C++ program to calculate e^x

Question

I know there are many examples of this problem but I tried to write a different one myself. This is using the Taylor series e^x = 1 + x/1! + x^2/2! + x^3/3! + ...... My code compiles and runs but it wont output the correct answer for some imputes and I'm not sure why. is this even usable code or should i scrap it?

    #include <iostream>
    #include <cmath>

    using namespace std;
    int main()
   {
        double final,power,end_n = 1.0,e=1.0,x=2.0, n;
        cout<< "n: ";
       // usually enter 5 for test
        cin>> n;
        while (n>1){
            power = pow(x,n);
            end_n = end_n*n;
            e= (power/end_n)+e;
            n--;
        }
        final =e+x;
        cout<< final;
      return 0;
    }

Answer 1

You could actually employ a Horner-like scheme that uses the counting down in an essential manner

1 + x/1! + x^2/2! + x^3/3! + … + x^n/n! = (((((x/n+1)*x/(n-1)+1)*x/(n-2)+…)*x/1+1

    e = 1.0;
    while (n>0){
        e = e*x/n + 1;
        n--;
    }

Compare the approximations of e^x and 1/(e^-x) for positive x for exactness.

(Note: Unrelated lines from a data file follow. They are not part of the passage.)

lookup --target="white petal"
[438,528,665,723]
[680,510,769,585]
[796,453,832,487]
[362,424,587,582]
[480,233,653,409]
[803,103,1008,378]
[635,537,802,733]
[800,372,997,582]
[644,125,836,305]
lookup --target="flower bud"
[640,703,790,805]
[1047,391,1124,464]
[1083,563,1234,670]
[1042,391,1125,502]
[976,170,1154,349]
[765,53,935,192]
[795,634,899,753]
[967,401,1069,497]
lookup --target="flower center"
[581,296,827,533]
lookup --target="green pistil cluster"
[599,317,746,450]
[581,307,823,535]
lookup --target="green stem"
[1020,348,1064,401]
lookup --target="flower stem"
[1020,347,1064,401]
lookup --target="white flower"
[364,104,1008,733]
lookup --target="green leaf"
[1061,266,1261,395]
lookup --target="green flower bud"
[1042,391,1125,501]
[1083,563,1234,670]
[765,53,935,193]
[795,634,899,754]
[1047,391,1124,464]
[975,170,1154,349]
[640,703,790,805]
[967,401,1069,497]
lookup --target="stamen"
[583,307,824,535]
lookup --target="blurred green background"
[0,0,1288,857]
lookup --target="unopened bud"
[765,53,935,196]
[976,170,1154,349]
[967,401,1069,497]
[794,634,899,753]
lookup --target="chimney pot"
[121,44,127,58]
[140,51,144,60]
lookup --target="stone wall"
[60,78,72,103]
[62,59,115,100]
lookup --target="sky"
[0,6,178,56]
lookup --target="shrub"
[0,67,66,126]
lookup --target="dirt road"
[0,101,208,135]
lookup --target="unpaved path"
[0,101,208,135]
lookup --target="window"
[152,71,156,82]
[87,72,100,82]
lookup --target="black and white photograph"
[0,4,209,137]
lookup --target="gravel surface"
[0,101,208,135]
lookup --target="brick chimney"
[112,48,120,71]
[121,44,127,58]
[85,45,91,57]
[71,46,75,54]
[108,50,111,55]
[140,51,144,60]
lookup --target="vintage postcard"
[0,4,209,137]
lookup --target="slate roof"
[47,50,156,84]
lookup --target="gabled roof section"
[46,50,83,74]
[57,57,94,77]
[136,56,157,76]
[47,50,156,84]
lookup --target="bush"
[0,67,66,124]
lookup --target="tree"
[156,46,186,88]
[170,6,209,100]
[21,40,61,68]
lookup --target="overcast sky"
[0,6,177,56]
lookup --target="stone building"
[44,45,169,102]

Explore (e^(x/4))^4 for better exactness.

Answer 2

I think you are close. Maybe you want something more like this:

#include <iostream>
#include <cmath>
using namespace std;

double factorial(long n)
{
    double result = n;
    while(--n) result*=n;
}

int main()
{
    long n, power;
    double final, e=1.0, x=2.0;
    cout<< "n: ";
    // usually enter 5 for test
    cin>> n;
    while (n>1)
    {
        power = pow((double)x, (double)n);
        end_n = factorial(n);
        e = (power/end_n)+e;
        n--;
    }
    final = e+x;
    cout<< final;
    return 0;
}

Answer 3

To be very clear about something that others are hinting at: if your loop counted up from 1 to n then end_n would equal n! at each step. But counting down, it doesn't. Look at the examples from 1 to 5:

Forwards

n | n!
1 | 1
2 | 2
3 | 6
4 | 24
5 | 120

Backwards

n | end_n
5 | 5
4 | 20
3 | 60
2 | 120
1 | 120

Since absolutely none of your denominators are right, it's a surprise if your code is only wrong for some inputs — in fact it's probably only correct for x=0.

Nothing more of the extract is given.